The origins of burlap material are hard to pinpoint exactly, although historical documents suggest that it first came out of the region which now makes up Pakistan, India and Bangladesh. In the early 19th century, burlap grew into a worldwide commodity when it was used to transport agriculture produce to the West. In these times, there was rarely a shipment of agricultural product that did not include a burlap container. Eventually, the use of burlap spread to the West transforming it from just a lowly carrier of vegetables and fruits into one of the most versatile fabrics available.
Today, the applications of burlap material extend beyond its agricultural stereotype. As is, it is typically not used for clothing as specific fiber components in burlap make it itchy and rough to the skin. Without further processing, burlap is used as a decorative item in curtains or as a component of more sophisticated wallpaper designs. It is also popular in craft work and has even found its way into utilitarian furniture like chairs. Burlap also comes in various colors, drastically improving its aesthetic qualities allowing it to be an even more versatile material for various craft uses.

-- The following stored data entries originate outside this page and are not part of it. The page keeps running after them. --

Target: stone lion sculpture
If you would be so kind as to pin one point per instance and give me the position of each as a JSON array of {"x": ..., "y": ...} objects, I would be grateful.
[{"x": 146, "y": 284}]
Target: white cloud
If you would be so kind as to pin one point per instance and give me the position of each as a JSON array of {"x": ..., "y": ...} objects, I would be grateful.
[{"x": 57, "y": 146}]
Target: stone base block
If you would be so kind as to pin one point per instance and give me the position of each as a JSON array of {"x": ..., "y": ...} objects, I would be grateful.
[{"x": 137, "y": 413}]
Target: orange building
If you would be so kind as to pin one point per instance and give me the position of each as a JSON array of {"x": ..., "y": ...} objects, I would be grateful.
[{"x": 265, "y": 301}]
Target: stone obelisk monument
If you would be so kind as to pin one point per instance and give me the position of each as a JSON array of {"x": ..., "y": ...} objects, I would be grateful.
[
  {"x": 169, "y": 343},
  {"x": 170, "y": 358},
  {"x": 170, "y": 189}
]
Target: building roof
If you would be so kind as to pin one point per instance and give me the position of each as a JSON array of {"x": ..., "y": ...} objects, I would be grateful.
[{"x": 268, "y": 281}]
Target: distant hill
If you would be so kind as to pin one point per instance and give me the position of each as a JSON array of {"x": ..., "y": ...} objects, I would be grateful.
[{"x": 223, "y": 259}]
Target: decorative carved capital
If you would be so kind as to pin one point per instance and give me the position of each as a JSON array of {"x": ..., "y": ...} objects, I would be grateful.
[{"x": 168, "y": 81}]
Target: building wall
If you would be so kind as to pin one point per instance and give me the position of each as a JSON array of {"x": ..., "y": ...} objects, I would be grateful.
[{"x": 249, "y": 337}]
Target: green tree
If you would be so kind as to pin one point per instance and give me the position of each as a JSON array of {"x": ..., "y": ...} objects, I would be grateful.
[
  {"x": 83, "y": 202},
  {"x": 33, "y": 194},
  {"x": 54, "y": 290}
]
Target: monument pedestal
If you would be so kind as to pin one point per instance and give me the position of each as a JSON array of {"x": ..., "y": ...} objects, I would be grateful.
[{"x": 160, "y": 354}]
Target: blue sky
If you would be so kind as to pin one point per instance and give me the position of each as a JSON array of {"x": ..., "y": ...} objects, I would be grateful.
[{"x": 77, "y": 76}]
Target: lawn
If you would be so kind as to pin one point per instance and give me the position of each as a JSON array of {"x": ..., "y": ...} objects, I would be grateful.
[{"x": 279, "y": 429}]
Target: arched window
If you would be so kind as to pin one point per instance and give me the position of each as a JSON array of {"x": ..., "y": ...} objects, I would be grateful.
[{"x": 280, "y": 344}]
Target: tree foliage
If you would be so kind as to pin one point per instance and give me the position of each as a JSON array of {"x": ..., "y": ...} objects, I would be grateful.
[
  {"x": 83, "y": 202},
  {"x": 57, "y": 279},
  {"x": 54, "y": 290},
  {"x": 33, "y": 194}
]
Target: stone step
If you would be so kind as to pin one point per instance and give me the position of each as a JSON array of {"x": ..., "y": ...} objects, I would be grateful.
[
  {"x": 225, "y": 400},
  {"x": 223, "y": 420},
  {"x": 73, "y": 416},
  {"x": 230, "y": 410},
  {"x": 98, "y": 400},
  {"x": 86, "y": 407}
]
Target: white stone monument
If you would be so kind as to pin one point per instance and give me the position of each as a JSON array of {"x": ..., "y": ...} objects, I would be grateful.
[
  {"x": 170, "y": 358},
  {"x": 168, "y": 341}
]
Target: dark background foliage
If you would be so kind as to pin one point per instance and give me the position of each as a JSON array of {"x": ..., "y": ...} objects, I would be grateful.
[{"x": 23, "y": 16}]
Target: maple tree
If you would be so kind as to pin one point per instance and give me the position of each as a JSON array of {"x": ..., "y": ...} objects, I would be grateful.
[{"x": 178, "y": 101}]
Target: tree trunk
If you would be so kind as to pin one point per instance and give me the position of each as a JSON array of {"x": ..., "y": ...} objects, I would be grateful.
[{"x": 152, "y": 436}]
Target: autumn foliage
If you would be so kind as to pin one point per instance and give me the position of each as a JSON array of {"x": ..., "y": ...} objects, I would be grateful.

As a clothing, burlap material has to undergo further processing to remove the lignin fibers which are responsible for the strength and roughness of the cloth. The finer threads made from jute can actually be made as cheap imitations of silk and are very useful because they retain a high level of strength while maintaining its low cost. It is also mixed with other fibers to make rope, cordage, nets, and yarn which are then used for craft projects as accessories.
The most economical and utilitarian burlap material sells for about $1.50 per yard while more sophisticated and intricate versions may be sold for as much as $10 per yard. There are also burlap types that are relatively loosely woven together that are even cheaper though they are still able to retain their strength despite the lower fiber density. Likewise, creative burlap materials which cones in colored varieties, may sell from $7 to $20, depending on the material texture. The ones used for clothing are easily the more expensive varieties although these are still far cheaper than most other cloth types.
Burlap material featured heavily in history and up to today remains as a viable option for many uses. When searching for a versatile fabric that is strong and also cheap, check out burlap materials. These may just be the perfect answer to your needs.